あの時は、AIとして非生産的だと片づけたが、この発言が未だカグヤの中で不可解な疑問データとして留まり続けている。
バグとして片づけるのは容易くも片づけてはいけないと保留したままだ。
『出撃まで少し寝るわ。何かあったら叩き起こして』
通信はサクラから一方的に切られる。
特に不快パルスを出さずカグヤは作業を続投する。
〈シートン〉の高度安定、敵影なし、ステルス及びドライブ良好。監視中の〈フィンブル・リペア〉に動作なし、システム侵入なし。〈フィンブル〉、アメリカ大陸から大西洋横断によるヨーロッパ上陸を確認。ソウヤ、メンタル数値良好。安定域を確認。確認作業をする中、ふと月にいる母親と会話をしたくなった。
会話理由は何一つ思いつかない。
親子というものは理由なく気兼ねに会話を交えるはずだが、何故か母親と話すのに理由というパスワードを必要な気がした。
そのパスワードを自分は組みきれない。
突破できない。
母親からは月を発って以来、通信傍受を警戒されてか通信を遮断されている。
繋ごうと思えば繋げるが、第一声に何故繋いだのか、その理由を問われるだろう。
理由をカグヤは組みきれなかった。
AIなのに――AIならば合理的な回答を組みきれるはずなのに――
「……分かりません」
カグヤは合理的な解答を組み切れないため、顔をうつむかせる。
そもそもこの作戦自体、無謀なのだ。
何故、戦艦一船とDT二機の乏しい戦力で地球に降下しなければならないのか?
何故、〈ドーム〉の住人を一人だけ、協力者に招き入れなければならないのか?
敵の牙城に攻め込むにはそれ相応の戦力が必要となる。
それは戦争の歴史が証明しているはずだ。
DTの性能に差がないのならば、勝敗は数とその作戦指揮により決定される。
ましてや地球は敵本拠地、敵側は無尽蔵にDTを出撃させることができる。
対して戦艦一とDT二の戦力しかないこちら側は数に圧倒される。
娘でも計算結果を算出できる以上、あの母親が解答を出せぬはずがない。
仮にピンポイントで敵本拠地に攻め入ろうと防衛網すら突破できぬと計算に出ている。
答えは無謀の一つしかない。
失敗が許されぬ以上、無茶で無理で無謀な作戦以外の何物でもないのだ。
母親は極少数の戦力で地球に降下しなさいと娘に命じた本当の目的は?
……娘に死ねと言っているようなものだと人間ならば怒るのだろうか?
AIとしてカグヤにある解答を導く根幹は、効率か、非効率かの二つだけ。
娘とデータにあろうと人間の親子が抱く情はAIである今のカグヤにはない。
「…………………………はぁ」
解答を計算しきれない。
いくら計算処理に没入しようと解答は出ない。
ただ出たのは曖昧な予測。
母親は娘に重要な要素を敢えて知らせていない。
この予測では、母親の真の目的という新たな問題が浮かび上がり、確率的に高かろうと結局のところ不確定要素である。

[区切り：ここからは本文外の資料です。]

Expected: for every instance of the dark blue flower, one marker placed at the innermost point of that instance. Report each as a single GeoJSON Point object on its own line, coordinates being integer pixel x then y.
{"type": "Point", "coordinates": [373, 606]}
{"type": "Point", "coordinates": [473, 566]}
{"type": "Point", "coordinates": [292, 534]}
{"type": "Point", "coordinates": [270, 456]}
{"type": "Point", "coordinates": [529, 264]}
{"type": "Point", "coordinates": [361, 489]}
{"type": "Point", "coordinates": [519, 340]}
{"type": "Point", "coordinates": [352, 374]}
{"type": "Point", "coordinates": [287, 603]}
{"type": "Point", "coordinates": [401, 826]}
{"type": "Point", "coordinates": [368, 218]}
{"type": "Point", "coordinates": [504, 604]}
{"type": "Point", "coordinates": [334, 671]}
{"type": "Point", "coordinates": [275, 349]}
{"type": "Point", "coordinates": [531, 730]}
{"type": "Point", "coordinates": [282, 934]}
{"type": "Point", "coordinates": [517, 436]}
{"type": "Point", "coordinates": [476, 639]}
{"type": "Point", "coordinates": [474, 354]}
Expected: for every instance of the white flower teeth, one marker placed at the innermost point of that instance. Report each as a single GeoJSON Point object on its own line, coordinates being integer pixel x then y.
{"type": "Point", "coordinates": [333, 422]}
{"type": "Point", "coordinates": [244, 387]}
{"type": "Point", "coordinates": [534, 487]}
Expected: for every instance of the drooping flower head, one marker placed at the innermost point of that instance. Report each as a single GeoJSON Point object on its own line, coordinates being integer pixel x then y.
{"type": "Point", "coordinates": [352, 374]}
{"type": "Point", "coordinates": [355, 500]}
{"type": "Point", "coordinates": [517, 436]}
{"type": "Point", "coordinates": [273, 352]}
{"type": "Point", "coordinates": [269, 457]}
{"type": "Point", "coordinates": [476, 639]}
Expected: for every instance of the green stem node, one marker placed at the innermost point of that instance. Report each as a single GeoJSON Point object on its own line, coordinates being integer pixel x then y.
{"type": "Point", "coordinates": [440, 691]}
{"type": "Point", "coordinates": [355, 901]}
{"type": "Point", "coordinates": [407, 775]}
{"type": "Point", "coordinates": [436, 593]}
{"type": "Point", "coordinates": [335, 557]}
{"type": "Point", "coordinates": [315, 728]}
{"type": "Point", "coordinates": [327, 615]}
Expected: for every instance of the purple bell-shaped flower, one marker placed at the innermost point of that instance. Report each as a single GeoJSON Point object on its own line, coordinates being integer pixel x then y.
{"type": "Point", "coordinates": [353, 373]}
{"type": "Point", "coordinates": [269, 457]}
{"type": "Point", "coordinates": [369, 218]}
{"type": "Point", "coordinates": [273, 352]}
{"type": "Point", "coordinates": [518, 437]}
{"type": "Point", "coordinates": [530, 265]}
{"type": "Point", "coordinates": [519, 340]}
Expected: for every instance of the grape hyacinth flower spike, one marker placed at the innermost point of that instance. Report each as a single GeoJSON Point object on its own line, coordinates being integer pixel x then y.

不明から解答を導き出すには、その不明を暴く必要があった。
「堂々巡りです」
ため息と共に言葉を吐き出した。
まるで戦争と平和の二拍子を繰り返した人類のようだ。
結局のところ、現在のカグヤの演算能力では母親の解答を導き出す要素を持たないという解答が算出された。
不確定要素が多すぎる以上、この件もまた保留としてカグヤは〈シートン〉の航行管理に処理を働かせるのであった。